ヒズミ回想

とあるバンドマンの、変哲も平坦もない日常。

死体のかたわらで

 

 

 

 

 

2022/10/7

死体のかたわらで

最後まで録音をした音源を、1曲ボツにする判断を下す。とても辛いです。これまでの苦労はなんだったのか。

理由は単純に、クオリティです。AIノンフィクションの曲なんですが、きりたん嬢に歌ってもらうには複雑すぎました。嬢はもうぷんぷんしてます。何度も歌わせてしまってごめんよ。世に出せなくて、さらにごめんよ。

一番手がかかった曲でした。構成も何度も考え直しましたし、レコーディングも何度もやり直しました。歌詞もめちゃくちゃ時間がかかりました、しかしそれでも、思った通りのモノにならなかったので、ボツです。泣いて馬謖を切る諸葛亮の気持ち、わかります。こいつぁ心にきますぜ。

まぁ考えてみれば、本当に、真に最高の曲ってのは、何度もやり直したり、考え直したりしないもんです。料理なんかと一緒で、手をつければつけるほど質は下がっていきます。もちろん、一発でできる最高な曲なんて、そうそうできるもんじゃないのですが。

私が世に出すモノな以上、私の納得のいくモノでなければいかんのです。
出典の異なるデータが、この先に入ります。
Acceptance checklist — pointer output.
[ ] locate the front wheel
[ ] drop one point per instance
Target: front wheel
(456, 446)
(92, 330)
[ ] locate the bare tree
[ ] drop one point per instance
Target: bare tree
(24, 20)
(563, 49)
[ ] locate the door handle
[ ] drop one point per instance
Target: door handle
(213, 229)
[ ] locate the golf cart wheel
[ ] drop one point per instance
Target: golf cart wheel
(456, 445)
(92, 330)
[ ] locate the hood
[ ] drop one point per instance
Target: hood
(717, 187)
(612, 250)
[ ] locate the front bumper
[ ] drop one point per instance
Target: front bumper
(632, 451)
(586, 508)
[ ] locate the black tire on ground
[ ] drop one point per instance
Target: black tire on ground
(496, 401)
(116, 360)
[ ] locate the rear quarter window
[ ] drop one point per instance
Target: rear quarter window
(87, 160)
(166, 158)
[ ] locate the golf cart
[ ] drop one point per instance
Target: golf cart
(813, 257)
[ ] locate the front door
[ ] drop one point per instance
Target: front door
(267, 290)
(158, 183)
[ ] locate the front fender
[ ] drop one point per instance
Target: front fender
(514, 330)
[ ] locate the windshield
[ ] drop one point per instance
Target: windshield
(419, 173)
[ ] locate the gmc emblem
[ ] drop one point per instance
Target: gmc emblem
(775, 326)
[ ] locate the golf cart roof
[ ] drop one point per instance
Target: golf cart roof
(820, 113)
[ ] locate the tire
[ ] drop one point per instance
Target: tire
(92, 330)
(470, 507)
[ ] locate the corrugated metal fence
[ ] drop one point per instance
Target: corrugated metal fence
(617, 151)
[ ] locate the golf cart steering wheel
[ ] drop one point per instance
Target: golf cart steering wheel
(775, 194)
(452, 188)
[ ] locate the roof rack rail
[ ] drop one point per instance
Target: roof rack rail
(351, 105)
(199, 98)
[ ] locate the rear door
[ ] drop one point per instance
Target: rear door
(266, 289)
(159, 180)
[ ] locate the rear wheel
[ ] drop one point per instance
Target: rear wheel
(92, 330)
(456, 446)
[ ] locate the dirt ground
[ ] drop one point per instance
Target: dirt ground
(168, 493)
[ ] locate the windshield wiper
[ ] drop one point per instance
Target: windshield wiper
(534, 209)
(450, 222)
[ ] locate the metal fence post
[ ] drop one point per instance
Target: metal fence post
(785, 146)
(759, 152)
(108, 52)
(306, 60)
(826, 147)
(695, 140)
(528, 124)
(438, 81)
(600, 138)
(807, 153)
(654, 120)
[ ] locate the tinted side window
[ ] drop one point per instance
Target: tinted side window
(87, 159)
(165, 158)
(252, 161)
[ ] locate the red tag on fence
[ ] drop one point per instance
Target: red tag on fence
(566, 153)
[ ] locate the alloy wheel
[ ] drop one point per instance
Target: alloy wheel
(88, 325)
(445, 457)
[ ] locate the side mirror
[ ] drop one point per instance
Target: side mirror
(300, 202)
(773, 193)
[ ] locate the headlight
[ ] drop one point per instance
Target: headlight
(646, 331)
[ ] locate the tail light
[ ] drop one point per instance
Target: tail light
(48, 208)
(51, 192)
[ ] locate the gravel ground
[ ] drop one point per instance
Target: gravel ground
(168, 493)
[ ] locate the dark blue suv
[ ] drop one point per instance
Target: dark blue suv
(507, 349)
別にこれで金を取るわけじゃないのですが、それでもなんでもいいわけではないです。焦げてしまった料理みたいなもんです。知ってる人は笑って食べてくれるかもしれませんが、知らない人が見たら私はただ料理が下手なヤツ、かつ焦げてるモノを料理として世に出している狂った人間だと認識されるかもしれません。そればっかりはね、あってはならんのです。

切り落とされた死体に手を合わせて、またこんな事が起きないよう、気をつけてまた曲を作ります。過ちは二度と繰り返してはならない。それもまたノンフィクションなのです。